The Nikola case became a focal point for discussions around SPAC litigation due to allegations of fraud around the company’s core technology, capabilities, and its partnerships. Shortly after Nikola went public, a report by a short-selling firm accused the company and its founder of making exaggerated claims about the readiness of Nikola’s technology and its progress toward producing zero-emission trucks. These allegations led to significant market volatility for Nikola’s shares and drew the attention of federal regulators and investors alike.

Investors filed lawsuits alleging that Nikola, its executives, and the SPAC that facilitated Nikola’s public listing made false statements in violation of securities laws. The plaintiffs argued that the defendants failed to adequately disclose material information about the company’s technology and business prospects, leading to inflated stock prices that subsequently crashed once doubts about the company’s claims were made public. In the end, the courts held Nikola founder Trevor Milton responsible for $165 million in damages and sentenced him to 4 years in prison due to the extent of the firm’s malfeasances. 

The Nikola case underscores the issues at the heart of SPAC-related litigation: the reliance on aggressive financial projections, the adequacy of disclosures to investors about the risks and the underlying business of the target company, and the potential conflicts of interest among the SPAC sponsors, executives, and other insiders. These issues highlight the challenges investors face in assessing the value and veracity of companies that go public through SPAC mergers, often based on optimistic future projections rather than historical financial performance.

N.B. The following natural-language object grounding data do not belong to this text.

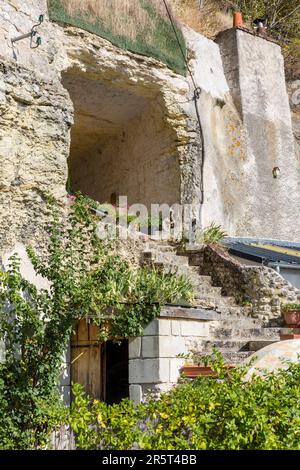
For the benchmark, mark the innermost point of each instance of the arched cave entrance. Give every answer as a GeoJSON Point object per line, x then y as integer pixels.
{"type": "Point", "coordinates": [121, 142]}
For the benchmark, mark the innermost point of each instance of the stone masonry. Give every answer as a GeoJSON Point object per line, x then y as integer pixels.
{"type": "Point", "coordinates": [259, 286]}
{"type": "Point", "coordinates": [154, 365]}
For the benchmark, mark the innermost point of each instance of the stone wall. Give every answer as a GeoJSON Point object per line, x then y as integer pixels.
{"type": "Point", "coordinates": [254, 68]}
{"type": "Point", "coordinates": [154, 365]}
{"type": "Point", "coordinates": [246, 127]}
{"type": "Point", "coordinates": [260, 286]}
{"type": "Point", "coordinates": [35, 121]}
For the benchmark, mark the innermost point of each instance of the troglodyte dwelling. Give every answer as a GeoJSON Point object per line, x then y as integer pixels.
{"type": "Point", "coordinates": [107, 102]}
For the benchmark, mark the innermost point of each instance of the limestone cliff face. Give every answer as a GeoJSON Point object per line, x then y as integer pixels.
{"type": "Point", "coordinates": [136, 130]}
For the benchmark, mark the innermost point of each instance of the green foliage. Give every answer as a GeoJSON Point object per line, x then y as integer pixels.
{"type": "Point", "coordinates": [227, 413]}
{"type": "Point", "coordinates": [291, 306]}
{"type": "Point", "coordinates": [283, 19]}
{"type": "Point", "coordinates": [155, 38]}
{"type": "Point", "coordinates": [211, 234]}
{"type": "Point", "coordinates": [85, 279]}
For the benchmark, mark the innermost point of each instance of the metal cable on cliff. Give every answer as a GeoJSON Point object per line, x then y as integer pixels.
{"type": "Point", "coordinates": [196, 96]}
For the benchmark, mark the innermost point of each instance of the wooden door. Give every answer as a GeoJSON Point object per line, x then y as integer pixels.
{"type": "Point", "coordinates": [86, 359]}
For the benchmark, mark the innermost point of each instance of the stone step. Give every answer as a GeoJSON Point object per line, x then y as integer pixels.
{"type": "Point", "coordinates": [260, 344]}
{"type": "Point", "coordinates": [237, 321]}
{"type": "Point", "coordinates": [207, 289]}
{"type": "Point", "coordinates": [236, 345]}
{"type": "Point", "coordinates": [229, 357]}
{"type": "Point", "coordinates": [245, 333]}
{"type": "Point", "coordinates": [162, 248]}
{"type": "Point", "coordinates": [217, 300]}
{"type": "Point", "coordinates": [168, 258]}
{"type": "Point", "coordinates": [225, 345]}
{"type": "Point", "coordinates": [234, 311]}
{"type": "Point", "coordinates": [236, 357]}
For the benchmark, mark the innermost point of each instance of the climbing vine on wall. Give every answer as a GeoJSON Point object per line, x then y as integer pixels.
{"type": "Point", "coordinates": [85, 279]}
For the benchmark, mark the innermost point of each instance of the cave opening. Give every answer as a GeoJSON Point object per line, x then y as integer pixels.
{"type": "Point", "coordinates": [121, 142]}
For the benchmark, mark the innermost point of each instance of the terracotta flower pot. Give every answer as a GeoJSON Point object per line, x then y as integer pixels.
{"type": "Point", "coordinates": [292, 317]}
{"type": "Point", "coordinates": [238, 20]}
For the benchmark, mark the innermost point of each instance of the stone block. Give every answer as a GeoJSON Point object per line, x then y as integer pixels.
{"type": "Point", "coordinates": [175, 327]}
{"type": "Point", "coordinates": [134, 348]}
{"type": "Point", "coordinates": [135, 393]}
{"type": "Point", "coordinates": [148, 371]}
{"type": "Point", "coordinates": [150, 346]}
{"type": "Point", "coordinates": [171, 346]}
{"type": "Point", "coordinates": [194, 328]}
{"type": "Point", "coordinates": [158, 326]}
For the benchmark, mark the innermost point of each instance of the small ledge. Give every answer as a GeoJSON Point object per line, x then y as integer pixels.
{"type": "Point", "coordinates": [189, 313]}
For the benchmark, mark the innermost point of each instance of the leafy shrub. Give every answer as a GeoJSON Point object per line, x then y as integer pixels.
{"type": "Point", "coordinates": [211, 234]}
{"type": "Point", "coordinates": [287, 307]}
{"type": "Point", "coordinates": [213, 414]}
{"type": "Point", "coordinates": [85, 279]}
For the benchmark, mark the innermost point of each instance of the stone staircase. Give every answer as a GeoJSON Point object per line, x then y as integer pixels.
{"type": "Point", "coordinates": [235, 333]}
{"type": "Point", "coordinates": [238, 338]}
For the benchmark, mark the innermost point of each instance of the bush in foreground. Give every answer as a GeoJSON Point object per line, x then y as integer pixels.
{"type": "Point", "coordinates": [207, 414]}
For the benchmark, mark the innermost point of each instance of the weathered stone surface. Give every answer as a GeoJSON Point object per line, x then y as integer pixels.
{"type": "Point", "coordinates": [135, 348]}
{"type": "Point", "coordinates": [148, 371]}
{"type": "Point", "coordinates": [135, 393]}
{"type": "Point", "coordinates": [263, 288]}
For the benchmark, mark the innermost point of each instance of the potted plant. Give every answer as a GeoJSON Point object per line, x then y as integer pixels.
{"type": "Point", "coordinates": [192, 371]}
{"type": "Point", "coordinates": [291, 314]}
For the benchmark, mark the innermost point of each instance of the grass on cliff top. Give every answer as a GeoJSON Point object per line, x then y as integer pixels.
{"type": "Point", "coordinates": [141, 26]}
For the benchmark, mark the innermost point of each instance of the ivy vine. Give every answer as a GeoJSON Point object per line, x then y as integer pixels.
{"type": "Point", "coordinates": [86, 280]}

This backdrop of litigation concerns, exemplified by cases like Nikola, prompted the SEC to introduce new rules aimed at enhancing investor protections by improving the transparency and reliability of disclosures in SPAC transactions, thereby addressing some of the key areas that have led to legal disputes in the past.

What are the key litigation implications of the SEC’s new rules?

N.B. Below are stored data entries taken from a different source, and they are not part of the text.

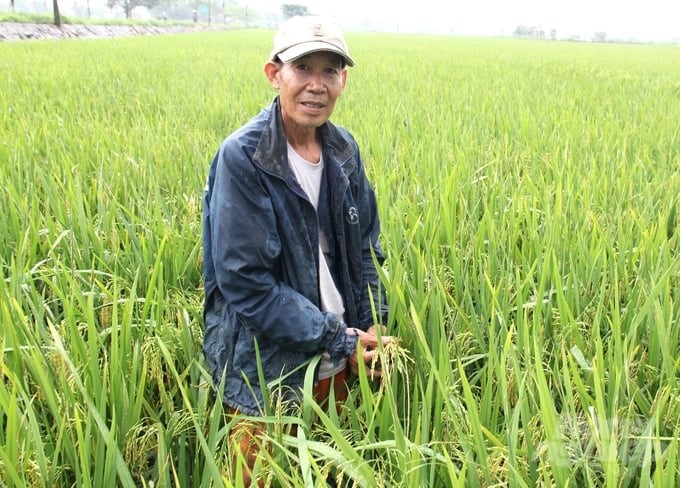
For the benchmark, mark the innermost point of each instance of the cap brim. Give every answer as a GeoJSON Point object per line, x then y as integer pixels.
{"type": "Point", "coordinates": [304, 48]}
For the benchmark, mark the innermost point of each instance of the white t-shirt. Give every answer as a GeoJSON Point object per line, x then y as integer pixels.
{"type": "Point", "coordinates": [309, 176]}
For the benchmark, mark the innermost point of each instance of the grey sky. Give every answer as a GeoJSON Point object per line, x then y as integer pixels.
{"type": "Point", "coordinates": [641, 19]}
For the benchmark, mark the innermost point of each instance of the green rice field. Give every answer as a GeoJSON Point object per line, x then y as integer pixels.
{"type": "Point", "coordinates": [529, 196]}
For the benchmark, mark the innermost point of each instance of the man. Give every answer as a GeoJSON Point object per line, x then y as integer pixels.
{"type": "Point", "coordinates": [290, 235]}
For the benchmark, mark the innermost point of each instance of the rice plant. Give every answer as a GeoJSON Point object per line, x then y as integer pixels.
{"type": "Point", "coordinates": [528, 193]}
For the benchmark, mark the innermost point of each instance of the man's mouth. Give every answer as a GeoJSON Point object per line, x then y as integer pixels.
{"type": "Point", "coordinates": [312, 105]}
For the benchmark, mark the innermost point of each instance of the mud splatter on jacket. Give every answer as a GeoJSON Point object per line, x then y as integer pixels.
{"type": "Point", "coordinates": [260, 252]}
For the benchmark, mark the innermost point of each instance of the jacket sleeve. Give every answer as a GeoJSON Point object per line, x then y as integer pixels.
{"type": "Point", "coordinates": [373, 297]}
{"type": "Point", "coordinates": [245, 247]}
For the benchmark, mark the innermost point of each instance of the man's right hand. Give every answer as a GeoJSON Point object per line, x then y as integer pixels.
{"type": "Point", "coordinates": [367, 348]}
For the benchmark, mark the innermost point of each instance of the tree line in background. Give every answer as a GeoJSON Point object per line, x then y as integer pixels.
{"type": "Point", "coordinates": [219, 11]}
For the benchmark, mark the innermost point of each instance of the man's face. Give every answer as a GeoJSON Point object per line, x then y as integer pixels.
{"type": "Point", "coordinates": [308, 88]}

The SEC’s new rules should cool down the heated IPO market, aiming to temper the frenzied speculation and prevent repeats of situations like the Nikola saga. During the pandemic, the SPAC boom was partly fueled by a market environment flush with liquidity and a quest for quick gains, where the allure of futuristic technologies and growth stories often overshadowed the fundamentals of due diligence and sound financial disclosure. Nikola’s case, where the excitement over electric vehicles and zero-emission technologies led investors to overlook critical gaps in disclosure and due diligence, serves as a cautionary tale.

The SEC’s regulatory response is designed to cool off this exuberance by ensuring that companies going public through SPACs adhere to more stringent disclosure requirements, similar to those faced by traditional IPOs. By mandating detailed disclosures about conflicts of interest, financial projections, and the underlying business fundamentals of the target companies, the rules aim to provide investors with a clearer, more comprehensive view of their potential investments. This enhanced transparency is crucial for enabling investors to make more informed decisions, thus reducing the likelihood of getting caught in the hype without understanding the risks.

Furthermore, the elimination of the safe harbor for forward-looking statements for SPACs, which previously allowed companies to present overly optimistic financial projections without as much legal risk, acts as another layer of protection for investors. It means that companies must now be more circumspect and realistic about their future prospects, providing only projections that they can reasonably justify. This shift encourages a more cautious approach among investors, prompting them to scrutinize the financial health and operational viability of companies more closely rather than getting swept up in speculative fervor.